Much more than giving any sort of "answers" for major theological themes, this book introduces the proper questions that those of us engaged in theology should be considering. It may therefore be considered a good starting point and springboard but no ending point - the introductions to the various aspects of theology will give a reader a very light understanding of the different viewpoints that would require other books to go deeper. If you're at the very beginning of developing theological understanding, here's a good starting point. If you're already at least somewhat well-read expect to find yourself skimming this book but still finding it somewhat useful.
This book was a text in an introduction to theological education course. The book did a good job of surveying the field and in explaining theology in a way that respected both the result of existing scholarship and of the result of individual reflection. In addition to the main text, each section had some questions relevant to the area of theology being covered. These were very useful to stimulate class discussions and as a starting point for reflection papers. The book is not real long and covered a lot of ground. hike not comprehensive in all areas, it did a reasonable job of orienting one and providing a basis for further reading.
This book provided a thoughtful and structured approach to theological reflection. It's often a nebulous topic, and I think many people assume that it is understood when it is not. This book resented a solid framework for pursuing theological reflection in a way that is relevant to modern life. The authors provide the skeleton for this process, and demonstrate how the process can be applied to concrete modern issues. Well worth the read if the idea of theological reflection leaves you a bit confused.

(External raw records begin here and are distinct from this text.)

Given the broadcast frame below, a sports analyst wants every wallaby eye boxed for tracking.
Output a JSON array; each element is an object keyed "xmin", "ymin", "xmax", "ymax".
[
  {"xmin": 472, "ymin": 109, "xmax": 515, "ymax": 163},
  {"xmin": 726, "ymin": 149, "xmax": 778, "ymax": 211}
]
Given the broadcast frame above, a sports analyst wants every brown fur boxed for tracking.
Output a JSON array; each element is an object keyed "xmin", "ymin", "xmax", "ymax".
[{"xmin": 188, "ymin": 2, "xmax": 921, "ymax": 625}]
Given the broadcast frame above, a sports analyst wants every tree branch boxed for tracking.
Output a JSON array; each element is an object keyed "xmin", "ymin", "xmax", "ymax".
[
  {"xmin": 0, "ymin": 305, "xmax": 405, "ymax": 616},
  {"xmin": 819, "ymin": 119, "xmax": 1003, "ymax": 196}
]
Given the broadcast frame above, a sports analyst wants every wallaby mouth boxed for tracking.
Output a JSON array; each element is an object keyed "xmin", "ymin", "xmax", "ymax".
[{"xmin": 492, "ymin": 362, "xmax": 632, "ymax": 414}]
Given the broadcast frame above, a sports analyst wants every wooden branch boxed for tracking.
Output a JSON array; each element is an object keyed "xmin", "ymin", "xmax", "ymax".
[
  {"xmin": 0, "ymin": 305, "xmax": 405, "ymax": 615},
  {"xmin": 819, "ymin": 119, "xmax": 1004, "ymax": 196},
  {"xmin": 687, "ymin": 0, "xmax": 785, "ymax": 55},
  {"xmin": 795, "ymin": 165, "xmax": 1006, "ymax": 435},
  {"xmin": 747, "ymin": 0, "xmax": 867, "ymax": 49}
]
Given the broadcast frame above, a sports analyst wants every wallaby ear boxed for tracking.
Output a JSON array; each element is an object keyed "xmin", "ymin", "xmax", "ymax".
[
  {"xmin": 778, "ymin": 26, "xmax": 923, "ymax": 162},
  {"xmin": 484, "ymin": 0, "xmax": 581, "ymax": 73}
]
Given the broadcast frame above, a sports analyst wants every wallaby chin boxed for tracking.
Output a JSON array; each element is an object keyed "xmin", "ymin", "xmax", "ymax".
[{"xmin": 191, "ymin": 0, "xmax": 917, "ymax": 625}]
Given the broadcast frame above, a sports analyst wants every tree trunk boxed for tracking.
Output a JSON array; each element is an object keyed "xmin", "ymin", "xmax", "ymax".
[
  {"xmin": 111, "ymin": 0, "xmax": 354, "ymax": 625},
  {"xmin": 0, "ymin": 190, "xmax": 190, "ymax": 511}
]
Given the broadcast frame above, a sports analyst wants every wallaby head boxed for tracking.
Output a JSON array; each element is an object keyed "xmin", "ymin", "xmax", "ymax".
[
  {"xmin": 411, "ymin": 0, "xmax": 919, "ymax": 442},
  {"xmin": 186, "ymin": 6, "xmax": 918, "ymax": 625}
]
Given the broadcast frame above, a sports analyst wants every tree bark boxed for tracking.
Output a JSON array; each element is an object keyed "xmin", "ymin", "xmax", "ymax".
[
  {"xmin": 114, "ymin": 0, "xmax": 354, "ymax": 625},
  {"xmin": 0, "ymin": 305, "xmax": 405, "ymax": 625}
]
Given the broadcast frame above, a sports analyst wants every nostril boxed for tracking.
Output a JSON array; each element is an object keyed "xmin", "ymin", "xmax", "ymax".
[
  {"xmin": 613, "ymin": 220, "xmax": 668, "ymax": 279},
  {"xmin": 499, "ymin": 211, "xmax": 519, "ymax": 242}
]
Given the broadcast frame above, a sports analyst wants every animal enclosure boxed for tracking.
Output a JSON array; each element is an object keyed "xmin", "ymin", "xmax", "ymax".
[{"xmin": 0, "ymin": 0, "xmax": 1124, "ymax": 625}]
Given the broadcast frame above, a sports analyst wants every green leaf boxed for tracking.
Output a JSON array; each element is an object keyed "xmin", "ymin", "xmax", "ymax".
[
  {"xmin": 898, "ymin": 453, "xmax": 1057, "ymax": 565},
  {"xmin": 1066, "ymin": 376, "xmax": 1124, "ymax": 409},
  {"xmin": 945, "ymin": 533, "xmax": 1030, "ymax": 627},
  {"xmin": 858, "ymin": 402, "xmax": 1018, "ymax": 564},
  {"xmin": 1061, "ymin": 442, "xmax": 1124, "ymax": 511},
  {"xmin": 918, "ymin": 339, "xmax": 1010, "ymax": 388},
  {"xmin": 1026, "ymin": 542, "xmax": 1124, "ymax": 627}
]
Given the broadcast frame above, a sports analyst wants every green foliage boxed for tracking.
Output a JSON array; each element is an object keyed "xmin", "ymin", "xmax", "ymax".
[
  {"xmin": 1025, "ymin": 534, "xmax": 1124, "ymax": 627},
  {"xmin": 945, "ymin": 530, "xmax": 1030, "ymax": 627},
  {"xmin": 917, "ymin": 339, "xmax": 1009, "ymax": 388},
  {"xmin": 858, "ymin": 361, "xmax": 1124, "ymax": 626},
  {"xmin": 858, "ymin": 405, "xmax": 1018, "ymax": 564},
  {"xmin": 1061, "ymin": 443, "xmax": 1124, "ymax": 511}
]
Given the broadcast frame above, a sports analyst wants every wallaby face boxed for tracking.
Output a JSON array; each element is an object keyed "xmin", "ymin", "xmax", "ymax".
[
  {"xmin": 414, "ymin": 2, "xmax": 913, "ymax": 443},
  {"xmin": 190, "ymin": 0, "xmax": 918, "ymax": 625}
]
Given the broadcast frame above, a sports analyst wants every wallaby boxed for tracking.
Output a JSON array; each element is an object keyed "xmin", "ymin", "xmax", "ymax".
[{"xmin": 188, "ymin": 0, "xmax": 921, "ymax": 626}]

This is a great introduction to Thinking Theologically. It is great for the budding/beginning theologian or for those who would like a refresher of the broad notions that can be forgotten or become clouded when going more in-depth in theology. I would pair it with Roger Olson's "The Story of Christian Theology" as the starting points for Theological Studies. This giving the assumptions and notions of the craft (as Stone and Duke like to compare it to) and Olson giving a history of the craft and those who have come before.
I read the ebook of this title. There appear to be several scanning problems, which made reading it difficult in passages.
However, I found it very informative and helpful. I'll probably buy a hard copy for my library.
The authors' discussion of "embedded" and "deliberative" theologies was very enlightening. The questions were appropriate and thought provoking and the suggested reading at the end of each chapter is very helpful.